State and federal cuts could cost Wayne $6-7 million
By Steve Herring
Published in News on March 2, 2011 1:46 PM
Wayne County's budget could suffer a $6 million to $7 million hit -- equal to 12-14 cents on the county's property tax rate -- should preliminary state and federal budget cuts become reality.
Uncertainty over how the county budget will be affected prompted County Manager Lee Smith on Tuesday to recommend that county commissioners cancel a meeting today with the school board to discuss construction projects.
School board members already had told Smith they would not attend the meeting.
However, in a letter to the county the school board did not cite the economy -- its members voiced concern that a move was under way to change a plan that both boards have approved. They agreed that the two boards need to continue to work together, but that the meeting would serve no purpose.
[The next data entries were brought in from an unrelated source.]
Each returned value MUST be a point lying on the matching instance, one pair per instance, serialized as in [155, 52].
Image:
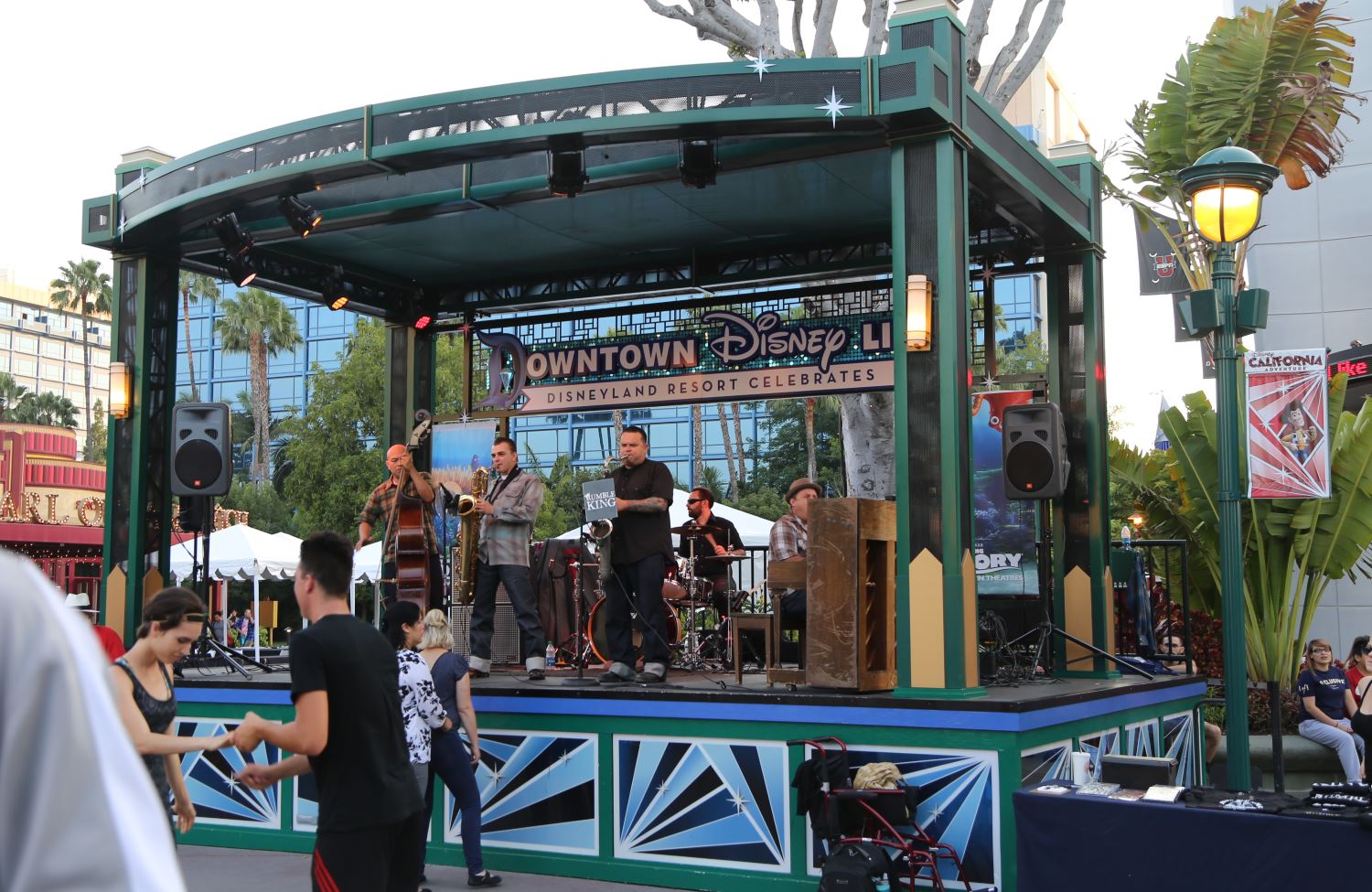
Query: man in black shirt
[639, 549]
[348, 730]
[716, 540]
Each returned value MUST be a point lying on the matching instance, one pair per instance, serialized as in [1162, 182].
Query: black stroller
[875, 831]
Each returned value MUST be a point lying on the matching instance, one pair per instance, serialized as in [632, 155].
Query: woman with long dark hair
[450, 760]
[145, 700]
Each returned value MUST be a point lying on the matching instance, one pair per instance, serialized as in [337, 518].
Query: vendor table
[1069, 843]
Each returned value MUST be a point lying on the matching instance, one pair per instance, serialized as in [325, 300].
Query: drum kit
[686, 601]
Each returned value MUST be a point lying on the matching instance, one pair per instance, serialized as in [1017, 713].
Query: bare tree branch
[823, 27]
[768, 29]
[979, 22]
[1010, 51]
[1047, 27]
[874, 16]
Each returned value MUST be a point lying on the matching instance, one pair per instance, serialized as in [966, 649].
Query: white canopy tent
[241, 552]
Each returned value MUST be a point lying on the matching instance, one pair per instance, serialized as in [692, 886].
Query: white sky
[88, 81]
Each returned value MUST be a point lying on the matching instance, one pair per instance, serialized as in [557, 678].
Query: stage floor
[509, 688]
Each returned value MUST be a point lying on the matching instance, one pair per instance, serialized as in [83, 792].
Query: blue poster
[1003, 529]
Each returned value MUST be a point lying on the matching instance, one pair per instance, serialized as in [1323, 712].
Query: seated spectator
[1174, 645]
[1358, 664]
[1325, 703]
"The board of commissioners has worked with us since 2007 to make this a reality, so this turn of events is both disappointing and confusing," schools Superintendent Dr. Steve Taylor wrote in the letter to Smith."... the Board of Education feels due diligence has been adequate and beyond the call of duty and now is the time for action and not more discussion."
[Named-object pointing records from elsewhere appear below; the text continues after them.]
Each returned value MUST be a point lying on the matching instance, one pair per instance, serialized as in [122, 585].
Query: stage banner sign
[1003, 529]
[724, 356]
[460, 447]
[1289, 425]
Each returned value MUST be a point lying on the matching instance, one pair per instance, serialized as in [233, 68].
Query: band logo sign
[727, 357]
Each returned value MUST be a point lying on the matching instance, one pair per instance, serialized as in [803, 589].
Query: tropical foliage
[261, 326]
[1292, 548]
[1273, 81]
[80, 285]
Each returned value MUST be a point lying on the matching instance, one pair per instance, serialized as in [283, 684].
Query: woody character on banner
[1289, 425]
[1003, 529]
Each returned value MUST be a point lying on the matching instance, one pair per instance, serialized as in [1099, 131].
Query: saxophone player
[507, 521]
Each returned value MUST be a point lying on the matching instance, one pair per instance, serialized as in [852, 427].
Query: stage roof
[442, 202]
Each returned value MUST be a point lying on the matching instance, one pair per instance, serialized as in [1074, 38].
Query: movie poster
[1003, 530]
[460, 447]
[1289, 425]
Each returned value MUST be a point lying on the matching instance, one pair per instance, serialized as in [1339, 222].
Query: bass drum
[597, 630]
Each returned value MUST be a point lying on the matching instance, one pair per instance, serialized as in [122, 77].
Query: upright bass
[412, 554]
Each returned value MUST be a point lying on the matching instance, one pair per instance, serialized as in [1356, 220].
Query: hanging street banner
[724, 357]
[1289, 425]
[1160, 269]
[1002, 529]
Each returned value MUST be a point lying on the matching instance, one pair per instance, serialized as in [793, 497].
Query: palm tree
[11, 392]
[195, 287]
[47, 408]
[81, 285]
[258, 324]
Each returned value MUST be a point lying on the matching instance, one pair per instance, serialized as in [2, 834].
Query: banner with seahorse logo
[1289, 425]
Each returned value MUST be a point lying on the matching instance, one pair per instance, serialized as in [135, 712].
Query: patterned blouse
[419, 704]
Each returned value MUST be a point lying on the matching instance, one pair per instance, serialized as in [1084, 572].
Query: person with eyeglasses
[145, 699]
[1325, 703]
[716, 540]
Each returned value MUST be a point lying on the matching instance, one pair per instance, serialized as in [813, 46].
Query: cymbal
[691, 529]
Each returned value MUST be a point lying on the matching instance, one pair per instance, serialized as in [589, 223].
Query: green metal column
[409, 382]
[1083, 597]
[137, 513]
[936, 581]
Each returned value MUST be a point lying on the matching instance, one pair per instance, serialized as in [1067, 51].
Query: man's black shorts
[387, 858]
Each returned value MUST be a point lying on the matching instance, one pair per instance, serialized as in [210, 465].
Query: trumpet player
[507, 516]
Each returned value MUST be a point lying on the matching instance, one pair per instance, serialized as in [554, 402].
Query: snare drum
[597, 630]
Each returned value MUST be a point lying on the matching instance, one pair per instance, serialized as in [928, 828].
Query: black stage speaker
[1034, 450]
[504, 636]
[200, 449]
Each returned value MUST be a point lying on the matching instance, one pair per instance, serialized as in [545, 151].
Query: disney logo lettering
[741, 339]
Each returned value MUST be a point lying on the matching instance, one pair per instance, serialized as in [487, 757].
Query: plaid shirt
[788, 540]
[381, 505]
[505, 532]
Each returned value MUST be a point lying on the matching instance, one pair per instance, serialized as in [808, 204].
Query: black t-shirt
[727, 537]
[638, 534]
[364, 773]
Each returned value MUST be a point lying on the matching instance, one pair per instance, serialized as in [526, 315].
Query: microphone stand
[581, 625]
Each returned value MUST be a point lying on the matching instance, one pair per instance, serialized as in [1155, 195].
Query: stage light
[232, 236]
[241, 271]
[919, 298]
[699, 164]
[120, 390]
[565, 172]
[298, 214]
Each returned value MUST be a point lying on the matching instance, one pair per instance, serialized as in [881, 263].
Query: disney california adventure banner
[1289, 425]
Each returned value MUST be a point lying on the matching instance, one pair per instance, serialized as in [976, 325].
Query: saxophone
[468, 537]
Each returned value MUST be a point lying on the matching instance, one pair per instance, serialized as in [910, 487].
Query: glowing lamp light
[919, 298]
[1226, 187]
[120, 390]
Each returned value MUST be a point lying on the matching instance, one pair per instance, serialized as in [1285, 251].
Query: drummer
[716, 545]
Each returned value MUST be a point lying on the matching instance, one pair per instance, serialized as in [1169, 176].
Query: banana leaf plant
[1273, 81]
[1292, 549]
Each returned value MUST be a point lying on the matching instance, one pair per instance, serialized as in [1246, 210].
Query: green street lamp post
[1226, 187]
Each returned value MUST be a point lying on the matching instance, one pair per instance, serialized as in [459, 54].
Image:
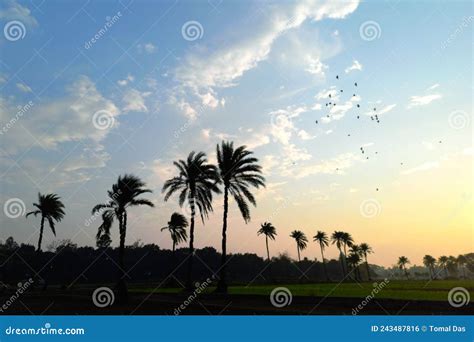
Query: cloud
[423, 167]
[423, 100]
[355, 66]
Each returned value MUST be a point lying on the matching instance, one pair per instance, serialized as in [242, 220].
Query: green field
[397, 289]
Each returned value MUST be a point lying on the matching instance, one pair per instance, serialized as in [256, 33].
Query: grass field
[397, 289]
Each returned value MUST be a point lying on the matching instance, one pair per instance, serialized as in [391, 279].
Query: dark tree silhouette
[365, 249]
[269, 231]
[124, 193]
[51, 209]
[238, 171]
[196, 182]
[301, 241]
[177, 227]
[322, 239]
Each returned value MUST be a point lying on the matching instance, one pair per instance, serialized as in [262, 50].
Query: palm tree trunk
[268, 251]
[41, 234]
[222, 285]
[324, 264]
[189, 280]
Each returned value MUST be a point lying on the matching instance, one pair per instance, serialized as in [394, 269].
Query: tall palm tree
[301, 241]
[443, 263]
[365, 249]
[196, 182]
[322, 239]
[124, 194]
[177, 227]
[429, 262]
[51, 209]
[269, 231]
[337, 238]
[402, 262]
[238, 171]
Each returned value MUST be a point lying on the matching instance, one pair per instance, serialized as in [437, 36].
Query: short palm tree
[443, 263]
[402, 262]
[429, 262]
[51, 209]
[124, 194]
[337, 238]
[365, 249]
[177, 227]
[322, 239]
[301, 241]
[196, 182]
[269, 231]
[238, 171]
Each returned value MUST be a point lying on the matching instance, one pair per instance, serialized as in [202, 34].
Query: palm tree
[51, 209]
[443, 263]
[124, 194]
[238, 171]
[177, 227]
[402, 262]
[322, 239]
[429, 262]
[301, 241]
[338, 238]
[365, 249]
[269, 231]
[196, 183]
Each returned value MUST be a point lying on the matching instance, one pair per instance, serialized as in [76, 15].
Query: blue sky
[258, 73]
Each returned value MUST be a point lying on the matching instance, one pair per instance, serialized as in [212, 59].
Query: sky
[92, 90]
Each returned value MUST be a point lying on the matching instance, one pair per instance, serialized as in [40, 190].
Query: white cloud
[355, 66]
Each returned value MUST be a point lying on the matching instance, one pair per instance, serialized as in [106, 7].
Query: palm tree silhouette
[338, 238]
[124, 193]
[301, 241]
[196, 182]
[322, 239]
[177, 227]
[51, 209]
[443, 263]
[429, 262]
[269, 231]
[238, 171]
[402, 262]
[365, 249]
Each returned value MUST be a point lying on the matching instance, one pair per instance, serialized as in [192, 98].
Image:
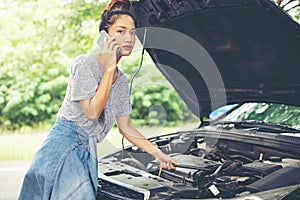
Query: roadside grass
[22, 146]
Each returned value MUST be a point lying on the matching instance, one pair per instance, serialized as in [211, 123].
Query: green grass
[22, 146]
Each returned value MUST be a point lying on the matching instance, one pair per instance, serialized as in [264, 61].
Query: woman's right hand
[108, 55]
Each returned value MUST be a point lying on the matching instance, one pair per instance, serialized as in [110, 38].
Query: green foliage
[39, 39]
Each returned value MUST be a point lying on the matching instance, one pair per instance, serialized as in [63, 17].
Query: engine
[207, 169]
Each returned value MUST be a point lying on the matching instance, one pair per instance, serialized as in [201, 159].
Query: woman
[97, 94]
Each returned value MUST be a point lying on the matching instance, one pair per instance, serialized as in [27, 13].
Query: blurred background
[39, 39]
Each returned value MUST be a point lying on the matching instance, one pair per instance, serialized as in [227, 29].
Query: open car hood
[223, 51]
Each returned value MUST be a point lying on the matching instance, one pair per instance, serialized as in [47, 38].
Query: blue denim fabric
[65, 167]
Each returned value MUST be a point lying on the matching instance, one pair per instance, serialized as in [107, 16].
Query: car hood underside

Smith said that the county is hearing every day something new from the state and federal budget planners that is changing the way that the county does business, from general operations to capital projects to grants.
"If you asked me for definitive things tomorrow I couldn't give them to you," he said. "The superintendent couldn't because there are so many things up in the air from worker's compensation to school buses to the Department of Social Services and Health (Department).
"Just between schools and cuts that we can find that we are aware of today the county finance officer, Pam Holt, and I think that those hits in revenues, expenditure and reimbursements cuts total somewhere between $6 million to $7 million for Wayne County."
According to the North Carolina Association of County Commissioners, education would see additional reductions of $763 million over the governor's budget proposal, with an overall reduction in current levels at roughly 11 percent.
It could also mean that the More at Four and Smart Start programs could be consolidated or eliminated.
The proposed state budget would shift the responsibility of paying for replacement school buses to counties and force counties to assume the workers' compensation costs for state-paid public schools employees and community college employees.
It also would reduce state-funded positions in the local public school systems for administration, academic support and other non-instructional support areas.
Most of the counties' share of lottery revenues would be folded into the budget for state education expenses. Counties, by law, are supposed to receive 40 percent of lottery proceeds for school capital needs.
Wayne County is applying for $15 million in bonds through the federal Qualified School Construction Bonds program for renovation, repair and construction projects at Eastern Wayne and Norwayne middle schools.
The county will use lottery proceeds to pay the principal and local funds for the interest. However, the interest will be reimbursed by the federal government saving the county $750,000 to $800,000 per year.
The state's proposal also eliminates the county share of the corporate income tax dedicated to the Public School Building Capital Fund.
"I think some of those things will not happen, but some of them might," Smith said. "Will they be $1 million or will they be $5 million? I don't know. That being the case I am asking that we hold off on that meeting because there are just too many unanswered questions right now."
Smith said that those issues where discussed during his meeting Monday with Taylor and school staff.
"On the school bus, if you look at that that is hundreds of thousands of dollars or millions of dollars in school bus replacements," he said. "It is huge. As (schools finance officer) Ms. (Nan) Barwick said yesterday, 'I don't know how we can to do it.' She said, 'I can't do it within the existing budget.'
"We were looking at all of our sources of funds on sales tax, all of those things. This impacts the (county) capital improvement plan. It impacts everything so right now everything is on the table. We are having to figure out all of these alternatives knowing that I am going to walk into May and June blind because we are not going to know until the General Assembly gets finished."
Commissioner Andy Anderson asked how smaller counties were going to be able to survive such cuts.
Smith said that some counties are beyond crisis and that he does not know what they are going to do.
"Their only option is to raise the tax rate and there are people who can't pay that. It is a crisis," he said. "I would say there are counties dipping into their fund balance almost to the point of bankruptcy."
"My big fear, in my discussions with the Health Department and Social Services, you won't know the impact to their budgets until next March because you do not know what will or will not be reimbursed until you get later in the fiscal year," Smith said. "That is the problem. They don't really tell you that the formula changed on reimbursements. They will say there may be impact, but you don't know.
"That means we have got to hold back our costs as much as we can through the year. I have told our departments that they need to let our employees know who are funded by grants that there is the potential for them not to have a job come July 1. We may have to hold those positions or vacate those positions because if I think the money is not coming we have got to figure out how to hold back."
Small counties that depended on those state and federal grants are in trouble, Smith said. Wayne County is not among those counties because it has "tried to cut away" from the grants in order not to be "hostage" to them.
Smith said he has told his staff that there would be no new positions in the 2011-12 budget. The possible exception will be in the Day Reporting Center.
"The only way we would consider was if they could prove to us a great return on the investment," he said. "In other words by my investing a dollar I could get $10, $20, $30 or $100 back. You have got to prove that.
"We are looking to expand DRC to get our jail numbers down to reduce our costs because we can't afford it. That requires an investment, but we have to prove to the taxpayers what we are doing."
The Day Reporting Center uses electronic monitoring devices so that non-violent offenders can be placed on house arrest. That allows the offenders to work and costs the county about $10 per day as opposed to the $56 per day it costs to house a prisoner in the jail.
Smith said that after his meeting with Taylor they agreed they were not so much afraid of this year as they are of next year and the following year since the grants will be phased out over several years.